Created on 10 Dec 2025

Authors

Sarah Zernia, Joëlle Deplazes-Lauber, Jonas Huber, Johannes Stigler

Published in

Proceedings of the National Academy of Sciences of the United States of America. Volume 122. Issue 50. Pages e2514125122. Dec 16, 2025. Epub Dec 09, 2025.

Abstract

Bacteriophage T7 RNA polymerase (T7 RNAP) is commonly used for large-scale RNA synthesis in science and industry. Although T7 RNAP exhibits high processivity, its usage faces two major challenges: During initiation, the enzyme frequently aborts transcription, producing potentially immunogenic short RNA by-products; transient pausing during elongation facilitates premature termination, which leads to shorter transcripts and reduces the overall product yield. Here, we present a single-molecule high-throughput transcription assay using DNA curtains to study initiation, elongation, pausing, and termination of individual polymerases and examine what drives transcription aborts. We introduced two different promoter sites on the template DNA and found that transcription initiation is directly influenced by the DNA shape parameters of the initiation region downstream of the conserved promoter sequence. Furthermore, we showed that dimethyl sulfoxide can alleviate the effects of suboptimal initiation sequences. During elongation, we identified two sequence-dependent pause types that differ in length, of which the short pauses relate to ubiquitous pauses in bacterial polymerases.

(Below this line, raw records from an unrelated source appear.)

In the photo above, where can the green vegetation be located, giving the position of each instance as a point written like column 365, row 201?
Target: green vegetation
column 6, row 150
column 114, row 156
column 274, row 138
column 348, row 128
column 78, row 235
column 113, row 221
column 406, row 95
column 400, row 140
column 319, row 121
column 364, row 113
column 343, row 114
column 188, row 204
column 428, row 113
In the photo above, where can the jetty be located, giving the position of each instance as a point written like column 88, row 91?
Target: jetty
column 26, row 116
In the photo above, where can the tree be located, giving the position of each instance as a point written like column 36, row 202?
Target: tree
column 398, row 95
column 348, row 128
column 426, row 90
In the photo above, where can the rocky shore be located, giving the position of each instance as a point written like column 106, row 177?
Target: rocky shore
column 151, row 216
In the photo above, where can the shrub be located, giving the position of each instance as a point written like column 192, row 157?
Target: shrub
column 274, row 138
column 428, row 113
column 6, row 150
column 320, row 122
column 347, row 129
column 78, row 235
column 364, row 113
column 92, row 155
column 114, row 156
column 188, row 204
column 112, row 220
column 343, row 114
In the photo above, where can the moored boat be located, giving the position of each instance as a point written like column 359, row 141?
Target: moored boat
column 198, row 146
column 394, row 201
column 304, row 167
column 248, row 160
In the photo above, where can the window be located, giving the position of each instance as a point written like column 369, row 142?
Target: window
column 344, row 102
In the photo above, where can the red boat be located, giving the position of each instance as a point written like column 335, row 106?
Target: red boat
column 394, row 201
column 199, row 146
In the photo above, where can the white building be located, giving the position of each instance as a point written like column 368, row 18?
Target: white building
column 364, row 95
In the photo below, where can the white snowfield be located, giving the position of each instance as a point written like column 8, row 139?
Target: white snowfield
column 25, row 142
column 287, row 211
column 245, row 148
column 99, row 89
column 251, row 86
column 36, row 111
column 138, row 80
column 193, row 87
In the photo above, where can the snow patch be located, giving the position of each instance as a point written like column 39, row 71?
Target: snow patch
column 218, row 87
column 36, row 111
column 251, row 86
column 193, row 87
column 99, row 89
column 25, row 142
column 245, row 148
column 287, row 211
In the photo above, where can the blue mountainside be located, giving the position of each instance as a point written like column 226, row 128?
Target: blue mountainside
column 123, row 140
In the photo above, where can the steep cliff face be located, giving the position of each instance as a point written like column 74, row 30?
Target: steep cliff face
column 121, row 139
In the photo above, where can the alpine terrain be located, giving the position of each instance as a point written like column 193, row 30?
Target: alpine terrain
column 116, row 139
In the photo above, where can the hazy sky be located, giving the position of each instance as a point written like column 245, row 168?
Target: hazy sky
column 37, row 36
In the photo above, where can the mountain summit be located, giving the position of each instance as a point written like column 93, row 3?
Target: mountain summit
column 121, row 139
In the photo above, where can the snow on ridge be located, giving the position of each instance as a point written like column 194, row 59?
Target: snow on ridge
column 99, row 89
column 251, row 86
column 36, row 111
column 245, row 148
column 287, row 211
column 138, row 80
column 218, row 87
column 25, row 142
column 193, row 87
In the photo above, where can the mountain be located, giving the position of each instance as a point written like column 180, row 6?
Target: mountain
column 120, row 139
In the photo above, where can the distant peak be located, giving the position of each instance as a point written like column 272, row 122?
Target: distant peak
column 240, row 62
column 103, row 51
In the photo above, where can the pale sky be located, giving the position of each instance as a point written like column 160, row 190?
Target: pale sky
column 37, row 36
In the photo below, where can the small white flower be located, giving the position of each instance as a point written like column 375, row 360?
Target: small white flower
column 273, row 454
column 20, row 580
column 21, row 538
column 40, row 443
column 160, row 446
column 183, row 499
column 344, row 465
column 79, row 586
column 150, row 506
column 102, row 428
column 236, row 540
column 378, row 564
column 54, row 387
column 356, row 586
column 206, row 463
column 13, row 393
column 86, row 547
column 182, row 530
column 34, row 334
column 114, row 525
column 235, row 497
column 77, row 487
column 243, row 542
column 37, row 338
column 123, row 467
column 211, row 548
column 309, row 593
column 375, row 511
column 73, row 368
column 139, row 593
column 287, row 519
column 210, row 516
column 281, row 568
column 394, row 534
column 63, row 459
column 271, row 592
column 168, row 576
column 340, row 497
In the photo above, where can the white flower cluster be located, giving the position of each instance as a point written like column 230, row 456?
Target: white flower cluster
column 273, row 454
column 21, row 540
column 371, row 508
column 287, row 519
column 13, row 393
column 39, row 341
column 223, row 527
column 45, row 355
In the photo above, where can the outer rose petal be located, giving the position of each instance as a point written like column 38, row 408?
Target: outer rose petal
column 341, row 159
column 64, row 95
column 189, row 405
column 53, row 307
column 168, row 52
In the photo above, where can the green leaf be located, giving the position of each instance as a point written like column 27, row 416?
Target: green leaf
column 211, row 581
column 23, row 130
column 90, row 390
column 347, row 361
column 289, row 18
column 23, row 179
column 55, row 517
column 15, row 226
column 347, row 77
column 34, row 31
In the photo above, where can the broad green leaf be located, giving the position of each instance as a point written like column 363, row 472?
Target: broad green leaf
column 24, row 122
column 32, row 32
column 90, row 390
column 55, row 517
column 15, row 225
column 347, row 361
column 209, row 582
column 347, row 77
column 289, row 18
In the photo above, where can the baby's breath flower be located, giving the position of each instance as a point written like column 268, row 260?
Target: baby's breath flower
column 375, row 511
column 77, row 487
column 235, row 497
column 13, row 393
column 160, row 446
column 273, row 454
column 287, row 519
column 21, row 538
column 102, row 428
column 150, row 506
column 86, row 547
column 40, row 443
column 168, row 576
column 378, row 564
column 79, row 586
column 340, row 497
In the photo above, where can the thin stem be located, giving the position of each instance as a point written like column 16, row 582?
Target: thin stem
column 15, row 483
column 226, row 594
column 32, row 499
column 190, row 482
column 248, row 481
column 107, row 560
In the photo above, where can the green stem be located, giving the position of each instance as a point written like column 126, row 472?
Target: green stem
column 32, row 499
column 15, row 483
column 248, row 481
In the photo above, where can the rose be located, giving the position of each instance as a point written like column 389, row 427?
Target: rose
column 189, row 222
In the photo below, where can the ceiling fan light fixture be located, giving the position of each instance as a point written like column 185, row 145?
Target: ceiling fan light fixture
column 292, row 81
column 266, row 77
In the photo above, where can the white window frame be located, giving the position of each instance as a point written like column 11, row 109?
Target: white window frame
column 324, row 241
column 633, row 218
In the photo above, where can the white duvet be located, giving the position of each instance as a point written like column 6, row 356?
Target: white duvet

Longer pauses emerged by direct contact of the enzyme with a recognition motif on the template and were stabilized through interactions of the nascent RNA with the enzyme. These insights into transcriptional initiation and pausing highlight common impediments to the performance of the T7 RNAP transcription system.

PMID:
41364756
Bibliographic data and abstract were imported from PubMed on 10 Dec 2025.